Style transfer aims to render an image with the artistic features of a style image, while maintaining the original structure. Various methods have been put forward for this task, but some challenges still exist. For instance, it is difficult for CNN-based methods to handle global information and long-range dependencies between input images, for which transformer-based methods have been proposed. Although transformers can better model the relationship between content and style images, they require high-cost hardware and time-consuming inference. To address these issues, we design a novel transformer model that includes only the encoder, thus significantly reducing the computational cost. In addition, we also find that existing style transfer methods may lead to images under-stylied or missing content. In order to achieve better stylization, we design a content feature extractor and a style feature extractor, based on which pure content and style images can be fed to the transformer. Finally, we propose a novel network termed Puff-Net, i.e., pure content and style feature fusion network. Through qualitative and quantitative experiments, we demonstrate the advantages of our model compared to state-of-the-art ones in the literature.
Paper Structure (22 sections, 7 equations, 11 figures, 2 tables)

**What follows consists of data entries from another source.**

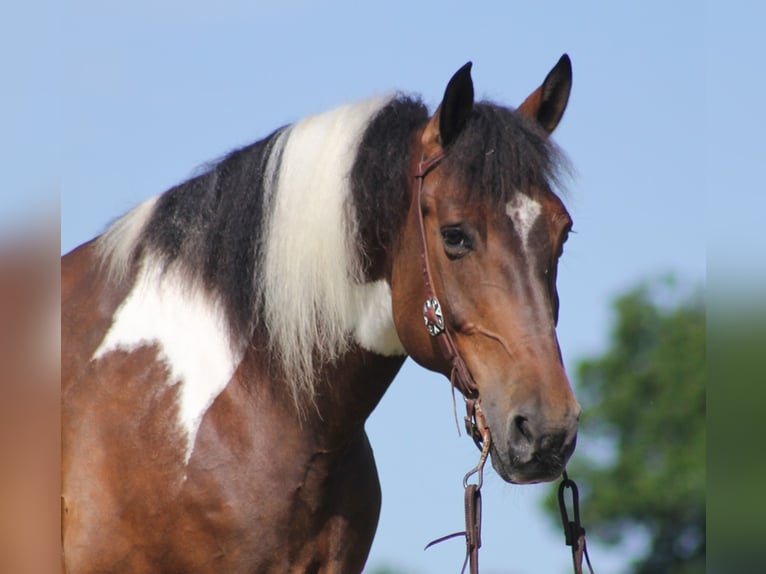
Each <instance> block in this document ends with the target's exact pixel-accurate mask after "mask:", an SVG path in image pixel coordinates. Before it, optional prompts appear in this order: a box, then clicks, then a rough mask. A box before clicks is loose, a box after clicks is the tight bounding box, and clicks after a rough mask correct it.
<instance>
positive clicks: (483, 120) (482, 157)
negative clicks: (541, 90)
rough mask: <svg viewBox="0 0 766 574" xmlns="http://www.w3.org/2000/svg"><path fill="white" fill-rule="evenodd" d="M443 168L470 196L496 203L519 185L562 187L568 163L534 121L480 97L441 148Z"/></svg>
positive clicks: (510, 195) (531, 189) (522, 186)
mask: <svg viewBox="0 0 766 574" xmlns="http://www.w3.org/2000/svg"><path fill="white" fill-rule="evenodd" d="M445 151H446V153H445V161H444V168H445V170H446V173H447V174H448V175H449V176H450V177H454V178H456V179H457V181H458V182H459V183H460V184H461V185H462V187H463V188H464V189H466V190H467V191H468V193H469V199H470V200H472V201H478V202H482V203H486V204H489V205H495V206H499V205H501V204H504V203H506V202H508V201H509V200H510V199H511V197H512V196H513V195H514V194H515V193H518V192H521V191H522V190H523V191H524V192H525V193H530V191H531V190H534V189H549V188H558V189H561V188H562V187H563V179H564V175H566V174H567V173H568V172H569V169H570V168H569V163H568V161H567V159H566V157H565V156H564V154H563V152H562V151H561V150H560V149H559V148H558V146H556V144H555V143H554V142H553V141H552V140H551V138H550V137H548V134H547V133H545V132H544V131H543V130H542V129H541V128H540V127H539V126H538V125H537V124H536V123H534V122H533V121H531V120H530V119H528V118H527V117H526V116H524V115H523V114H521V113H519V112H517V111H516V110H513V109H510V108H506V107H503V106H499V105H496V104H493V103H491V102H480V103H477V104H475V105H474V108H473V110H472V112H471V115H470V117H469V119H468V121H467V122H466V125H465V127H464V128H463V130H462V131H461V133H460V135H459V136H458V137H457V139H456V140H455V141H454V142H453V143H452V144H451V146H450V147H449V148H448V149H447V150H445Z"/></svg>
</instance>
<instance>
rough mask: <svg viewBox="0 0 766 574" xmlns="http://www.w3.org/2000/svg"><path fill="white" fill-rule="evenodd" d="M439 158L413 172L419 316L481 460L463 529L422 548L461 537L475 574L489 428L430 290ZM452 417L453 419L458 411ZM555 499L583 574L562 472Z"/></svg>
mask: <svg viewBox="0 0 766 574" xmlns="http://www.w3.org/2000/svg"><path fill="white" fill-rule="evenodd" d="M443 159H444V151H440V152H439V153H436V154H434V155H433V156H431V157H430V158H425V154H423V155H421V158H420V161H419V162H418V168H417V171H416V172H415V178H416V179H417V180H418V189H417V193H413V194H412V209H413V210H414V211H415V213H416V214H417V220H418V232H419V236H420V264H421V267H422V271H423V281H424V283H425V288H426V289H425V290H426V300H425V302H424V303H423V320H424V321H425V325H426V329H427V330H428V333H429V334H430V335H431V336H432V337H434V338H435V339H436V342H437V344H438V345H439V349H440V350H441V353H442V356H443V357H444V359H445V360H446V361H447V362H448V363H449V364H450V365H451V370H450V384H451V385H452V393H453V394H452V401H453V406H455V402H454V401H455V394H454V391H455V388H456V387H457V389H458V390H459V391H460V392H461V394H462V395H463V398H464V399H465V405H466V416H465V428H466V432H468V434H469V435H470V437H471V438H472V439H473V440H474V442H475V443H476V446H477V447H478V448H479V450H481V456H480V457H479V462H478V464H477V465H476V467H474V468H473V469H471V470H470V471H468V473H467V474H466V475H465V477H464V478H463V487H464V489H465V530H464V531H461V532H455V533H453V534H448V535H447V536H442V537H441V538H437V539H436V540H434V541H432V542H430V543H429V544H428V545H427V546H426V548H429V547H430V546H432V545H434V544H438V543H439V542H443V541H445V540H449V539H450V538H454V537H457V536H464V537H465V542H466V556H465V561H464V562H463V569H462V570H461V574H462V573H463V572H464V571H465V567H466V565H469V564H470V572H471V574H478V572H479V548H480V547H481V486H482V483H483V471H484V463H485V462H486V460H487V456H488V455H489V449H490V446H491V441H492V438H491V437H492V435H491V434H490V430H489V426H487V423H486V420H485V418H484V413H483V412H482V410H481V403H480V402H479V389H478V387H477V386H476V382H475V381H474V380H473V377H472V376H471V372H470V371H469V370H468V367H467V365H466V364H465V361H464V360H463V357H462V356H461V355H460V351H459V350H458V348H457V345H456V344H455V340H454V339H453V338H452V335H451V334H450V331H449V329H448V328H447V323H446V322H445V320H444V311H443V309H442V306H441V303H440V302H439V298H438V297H437V296H436V292H435V291H434V286H433V285H434V282H433V276H432V275H431V268H430V264H429V259H428V242H427V240H426V230H425V222H424V220H423V204H422V201H423V180H425V178H426V176H427V175H428V174H429V173H430V172H431V171H432V170H433V169H434V168H435V167H436V166H438V165H439V163H441V161H442V160H443ZM484 334H486V335H488V336H490V337H492V338H493V339H496V340H498V341H499V342H500V343H501V344H503V345H504V343H503V342H502V339H500V338H499V337H496V336H495V335H494V334H493V333H491V332H488V331H484ZM506 351H507V349H506ZM455 409H456V407H455ZM455 416H456V418H457V410H456V412H455ZM458 432H459V427H458ZM473 475H476V482H475V483H471V482H469V479H470V478H471V477H472V476H473ZM567 488H570V489H572V492H573V504H574V511H575V512H574V520H573V521H570V520H569V516H568V514H567V510H566V504H565V502H564V491H565V489H567ZM558 498H559V508H560V511H561V517H562V523H563V527H564V533H565V542H566V544H567V545H568V546H571V547H572V560H573V566H574V572H575V574H581V573H582V559H583V555H584V556H585V558H586V561H587V564H588V568H589V570H590V572H591V574H592V573H593V568H592V567H591V564H590V558H589V557H588V551H587V548H586V546H585V529H584V528H583V527H582V526H581V524H580V510H579V497H578V491H577V485H575V483H574V481H573V480H571V479H570V478H569V477H568V476H567V474H566V472H564V477H563V480H562V483H561V485H560V487H559V495H558Z"/></svg>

This paper contains 22 sections, 7 equations, 11 figures, 2 tables.

Figures (11)

  • Figure 1: Comparison of different models based on loss and capacity, with the loss being a combination of $60\%$ content loss and $40\%$ style loss. Our model shows a favorable balance between capacity and loss. Details can be found in the Method and Experiments sections.
  • Figure 2: Some results of our Puff-Net. Our method achieves a better balance between maintaining stylized effects and reducing computational costs. The main body and background of the content image can be stylized more reasonably based on the style image.
  • Figure 3: Schematic illustration of the Puff-Net architecture. The network begins by extracting content and style features from the input images. These features are then divided into patches and encoded into patch sequences through a linear projection. After feeding the features into the transformer for stylization, we can finally obtain the result image through the decoder. Additionally, the model leverages a reconstruction loss function during training to enhance its ability to reconstruct content and style features.
  • Figure 4: The visual results of qualitative comparisons
  • Figure 5: The features extracted by our model. The first and second rows display renderings of the content extractor, while the third and fourth rows display renderings of the style extractor.